In Italy there was more of a classic attitude toward music. While eating dinner on the shore of the Mediterranean Sea in Sorrento three well dressed gentlemen began singing and playing their squeezeboxes. The songs they chose felt right out of The Godfather movies, and after they had finished their set one of the band members came around with a cup for offerings. When he returned to his fellow musicians and they saw the cup was full they all smiled, packed up, and moved along. There were musicians in the subways, the train cars, the streets, and everywhere one would travel. It was easier to give money to someone who was doing something to earn it rather than the beggars who walk up to you and give some rehearsed speech with an open hand.

One street performing guy that made a bundle worked around Notre Dame in Paris. While tourists waited in the extremely long line to pay to walk up 400 stairs to the top of Notre Dame, a man in a scary mask was making the time fly. He was a smaller French gentleman, with normal clothes on, but he was wearing a hideous mask. The performer would walk up behind a couple talking, put his arm on one of the person’s shoulders, and proceed to stroll along as if he had always been there. When the unsuspecting victim would finally turn to look they would shriek in terror for a moment and run away. It was extremely funny to be in on the joke, and after doing this for about 30 minutes he would walk the line with his cup. It was full and that guy made a fortune as people even got out of the line to pay him. He was much better than the park full of super heroes in Amsterdam or the fake statues in Florence,Italy.

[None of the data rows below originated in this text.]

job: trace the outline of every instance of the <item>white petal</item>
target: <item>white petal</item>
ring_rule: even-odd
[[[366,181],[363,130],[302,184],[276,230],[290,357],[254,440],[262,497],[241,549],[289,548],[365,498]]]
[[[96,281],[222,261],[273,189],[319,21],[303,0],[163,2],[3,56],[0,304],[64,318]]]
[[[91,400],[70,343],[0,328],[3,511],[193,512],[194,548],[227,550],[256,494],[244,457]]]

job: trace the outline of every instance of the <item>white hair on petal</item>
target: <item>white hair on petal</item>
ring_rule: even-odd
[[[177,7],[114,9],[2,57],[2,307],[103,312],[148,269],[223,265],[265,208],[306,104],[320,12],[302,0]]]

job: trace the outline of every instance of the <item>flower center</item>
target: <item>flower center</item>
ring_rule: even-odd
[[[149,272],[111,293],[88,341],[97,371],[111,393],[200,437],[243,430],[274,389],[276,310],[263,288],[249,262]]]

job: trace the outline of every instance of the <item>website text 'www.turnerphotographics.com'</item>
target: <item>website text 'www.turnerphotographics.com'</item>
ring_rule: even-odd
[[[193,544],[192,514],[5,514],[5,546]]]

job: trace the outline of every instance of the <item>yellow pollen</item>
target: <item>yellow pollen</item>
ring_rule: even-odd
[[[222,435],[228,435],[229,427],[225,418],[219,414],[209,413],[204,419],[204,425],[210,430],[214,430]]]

When you get to Southern Germany you must taste the food and weisse beer. InMunich there is one place that encapsulates the Bavarian experience, The Hofbräuhaus. Located across from a newer Munich Hard Rock Café, it is the Anchor Bar, Fitgers, TPB, and Luce’ all rolled into one place. Boasting a seating capacity of 3500 people it goes by Anchor seating rules, but instead of one couple slowly eating at a table that seats 6, there are no empty chairs. The people in Munich are very friendly and the price for a sausage with sauerkraut was around 7 euro. Sitting next to my wife and I was quite the German character: very large, lederhosen, a stein that is kept locked in their specially made locker, feather in the cap, bearded, and cigar smoking. He knew little English, but at the end of the night had to be escorted out by the security personal. Funny thing was that when we returned the next day he was there again, beginning another night of adventure. The beer glasses they give you hold about four beers for the price of two, and after two large mugs my German improved greatly.

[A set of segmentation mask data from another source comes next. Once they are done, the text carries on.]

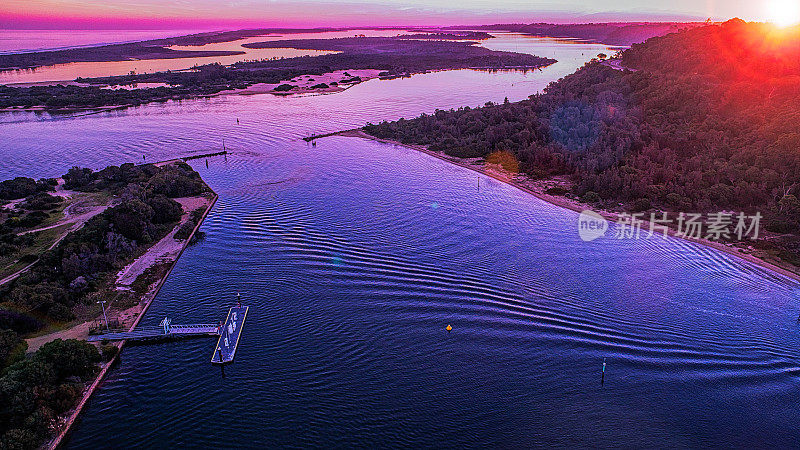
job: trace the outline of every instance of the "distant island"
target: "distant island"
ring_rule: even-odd
[[[209,64],[185,71],[157,72],[118,77],[78,79],[81,85],[33,87],[0,86],[0,108],[4,109],[92,109],[133,106],[153,101],[186,99],[236,91],[254,85],[273,85],[266,91],[288,92],[288,80],[300,76],[323,76],[336,71],[372,70],[373,76],[409,76],[448,69],[537,69],[556,62],[550,58],[489,50],[475,45],[488,39],[486,33],[434,33],[408,37],[353,37],[303,39],[246,44],[248,48],[301,48],[336,51],[335,54],[279,60],[240,62],[231,66]],[[330,80],[329,80],[330,81]],[[362,77],[336,79],[338,84],[355,84]],[[110,90],[109,85],[159,83],[148,89]],[[324,85],[323,85],[324,84]],[[283,87],[280,87],[284,85]],[[310,87],[314,87],[312,84]],[[316,88],[330,88],[317,83]]]
[[[382,28],[376,28],[380,30]],[[485,32],[436,32],[426,31],[426,28],[401,27],[399,30],[408,29],[416,33],[398,36],[401,39],[427,39],[435,37],[440,40],[447,39],[488,39],[491,37]],[[0,54],[0,71],[34,69],[53,64],[66,64],[73,62],[100,62],[100,61],[129,61],[134,59],[172,59],[172,58],[198,58],[203,56],[228,56],[241,55],[242,51],[209,51],[209,50],[174,50],[169,47],[199,47],[206,44],[232,42],[258,36],[323,33],[332,31],[348,31],[350,28],[252,28],[235,31],[212,31],[177,36],[147,41],[129,42],[124,44],[96,45],[91,47],[71,48],[63,50],[43,50],[34,52]]]
[[[510,31],[539,37],[572,38],[607,45],[630,46],[651,37],[702,26],[702,22],[619,22],[619,23],[531,23],[495,24],[473,27],[486,31]]]
[[[344,28],[285,29],[257,28],[236,31],[214,31],[125,44],[98,45],[64,50],[8,53],[0,55],[0,70],[32,69],[53,64],[97,61],[128,61],[132,59],[197,58],[201,56],[238,55],[237,51],[173,50],[171,46],[201,46],[230,42],[254,36],[276,33],[314,33],[343,31]]]
[[[681,22],[620,22],[589,24],[493,24],[480,26],[452,26],[439,29],[420,27],[401,27],[414,31],[409,35],[399,36],[401,39],[431,38],[445,39],[487,39],[488,31],[510,31],[532,36],[575,38],[601,42],[608,45],[629,46],[634,43],[692,28],[701,23]],[[254,28],[235,31],[213,31],[177,36],[163,39],[151,39],[124,44],[98,45],[84,48],[45,50],[0,54],[0,71],[15,69],[32,69],[53,64],[71,62],[128,61],[133,59],[171,59],[197,58],[203,56],[227,56],[244,52],[208,51],[208,50],[174,50],[172,46],[202,46],[239,39],[285,33],[319,33],[331,31],[347,31],[351,28]],[[380,29],[380,28],[376,28]],[[462,31],[462,30],[481,31]],[[471,36],[467,34],[471,34]],[[482,36],[483,35],[483,36]],[[257,48],[257,47],[253,47]]]
[[[724,243],[800,273],[797,40],[738,19],[694,27],[599,55],[529,100],[363,131],[494,168],[578,210],[758,213],[757,240]]]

Speaking of the World Cup, while in Munich the Germans won a match putting them into the final four teams. When we arrived in Munich it was an amazing cultural change to go from loud and pushy Italians to quiet, overly polite Germans. That all changed when we were in the subway right after that match ended. There were people with those horns everywhere, but bullhorns too… and people sitting on the floor all chanting, “Deutschland!” It showed me what America would be like if young people were allowed to drink at 16, like they can in Europe.

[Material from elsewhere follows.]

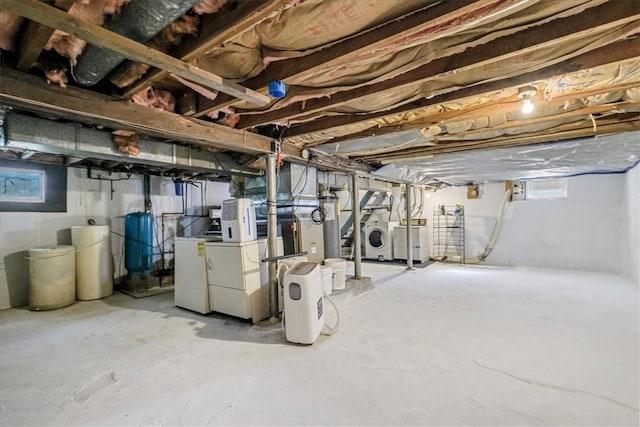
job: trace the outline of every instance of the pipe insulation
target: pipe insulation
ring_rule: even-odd
[[[105,28],[139,43],[149,41],[173,21],[184,15],[197,0],[135,0]],[[93,86],[105,78],[125,57],[108,49],[87,46],[74,69],[78,83]]]
[[[502,202],[500,203],[500,209],[498,209],[498,216],[496,217],[496,225],[493,227],[493,233],[491,233],[491,238],[489,239],[489,243],[487,247],[484,249],[480,255],[478,255],[478,261],[484,261],[491,251],[493,251],[493,247],[498,240],[498,236],[500,235],[500,230],[502,229],[502,222],[504,219],[504,209],[509,203],[509,199],[511,198],[511,189],[508,189],[504,192],[504,196],[502,197]]]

I thought Germany was nuts about football/soccer until I got to Amsterdam and had a hotel booked in Rembrandtplein during the match to go to the World Cup. The city was fluorescent orange, and not just the coffee shop patrons. When they won it was all night music and the horns. In the morning when I looked out my hotel window after not getting much sleep I was amazed to see the city erasing any sign of the previous nights’ antics and rubbish.